И уж он-то не молчал, нет! Без малейшего акцента, на чистом гиперборейском, он осыпал немедянина такими подробностями из личной жизни его, тиуна, матери, бабки, прабабки и так далее, что Конан только диву давался. Иногда раб переходил на незнакомый Конану язык – видимо, немедийский. И тогда тиун приходил в особенную ярость.
К жернову Конана приковал этот же тиун, по воле своего молодого хозяина – жупана Якуна, сына Хорива. Приехав в свою колунь, что лежала в десяти днях верховой езды на юго-восток от Калоги, Якун первым делом вызвал тиуна и сказал:
– Я привез из Калоги нового раба, но он дик и неотесан. Обтеши его. И будь осторожнее, пока я его покупал, он успел расквасить лицо моему парню и свернуть челюсть другому. И это со скрученными за спиной локтями.
Метод "обтесывания" у немедянина был один – жернов. Он находился в темной землянке в одном из закутков колуни. Это был вообще первый увиденный варваром жернов, и Конан истово надеялся, что он же будет последним. Конан разбил бы в те дни все жернова мира о голову их изобретателя. Во имя Крома! Неужели людям мало простых зернотерок, с которыми легко управлялись женщины в родных краях Конана и Ральфа?!
Прикованный к жернову, глотая раз в день жуткую жижу из деревянной, никогда и никем со дня изготовления не мытой лохани, Конан в эти дни ненавидел весь мир, кроме, разве что, соседа по жернову. Его неукротимость, неиссякаемые познания в области брани, издевательств и проклятий, злобное веселье, не угасавшее ни в одури тяжелой и однообразной работы, ни под палкой тиуна, вызывали в киммерийце уважение, со временем переросшее в почти дружеские чувства.
Он слышал, что тиун обзывал иногда его напарника "стигийской свиньей" или "стигийским ублюдком", "стигийским псом". На что обычно не реагировавший на брань немедянина раб неизменно отвечал взрывом бешеной ярости.
Даже Конан смутно слышал что-то о Стигии – мрачной стране колдунов и чудовищ.
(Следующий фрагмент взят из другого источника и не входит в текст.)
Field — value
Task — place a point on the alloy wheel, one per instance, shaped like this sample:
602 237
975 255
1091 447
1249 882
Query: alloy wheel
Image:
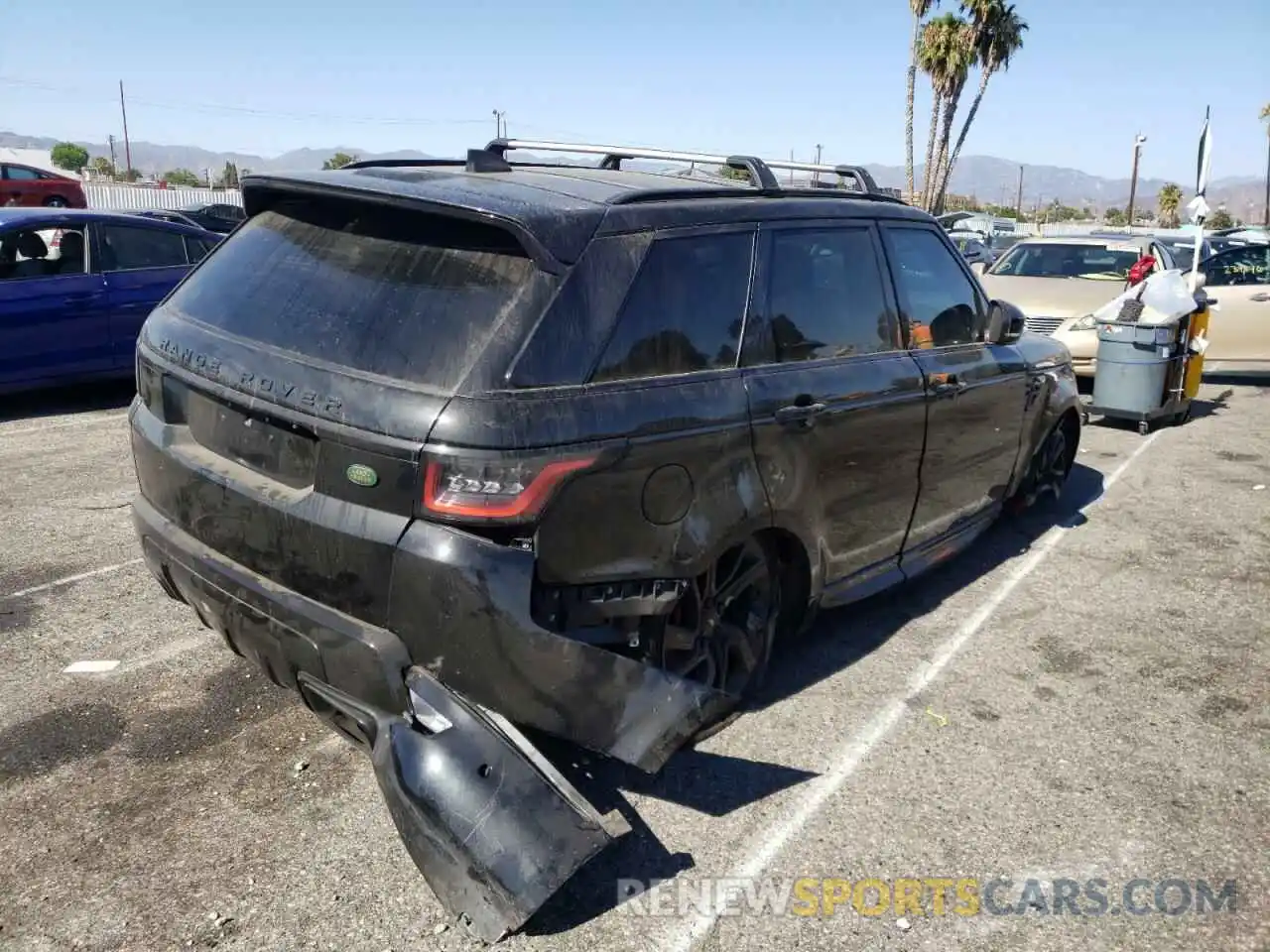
721 631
Так английские йомены знали о сказочном Вавилоне, не подозревая о существовании Германии или Золотой Орды.
Однажды, когда тиун был во дворе, а они неторопливо вращали жернов, Конан спросил:
– А ты и впрямь не стигиец?
Желтые глаза вспыхнули яростью, напарник кинулся было на Конана, но цепь удержала его, и он с воплем рухнул куда-то за жернов. Через несколько секунд Конан увидел вновь его голову. Желтые глаза уже угасли:
– Будьте вы все прокляты! Я не стигиец, я князь, князь Борусский, Явлад, сын Светлана из рода Боричей!
Конан ошеломленно уставился на него. Поверил он сразу. Что такое ложь, ни в Эсгарде, ни в Киммерии вообще не знали, в Гиперборее же ее считали свойством выродков рода человеческого – земри, шемитов и стигийцев. В силу последнего никто не верил воплям напарника Конана о его княжьем достоинстве, тем паче, что Явлад, сын Светлана, продолжал править страной. Поверить в такой бред мог только совершенно невежественный и темный дикарь. Каким и являлся Конан ап Ниал из Киммерии.
– Ты не похож на гиперборея,- скорее с удивлением, чем с недоверием заметил Конан.
– Колдовство! – прошипел желтоглазый раб.- Мерзкая стигийская магия!
Для Конана все встало на свои места. Магия могла очень многое. Стигийская магия могла все.
Желтые глаза смотрели на него настороженно. Но, не увидев в лице Конана ни насмешки, ни недоверия, крючконосый раб уразумел, что боги, наконец, послали ему благодарного слушателя.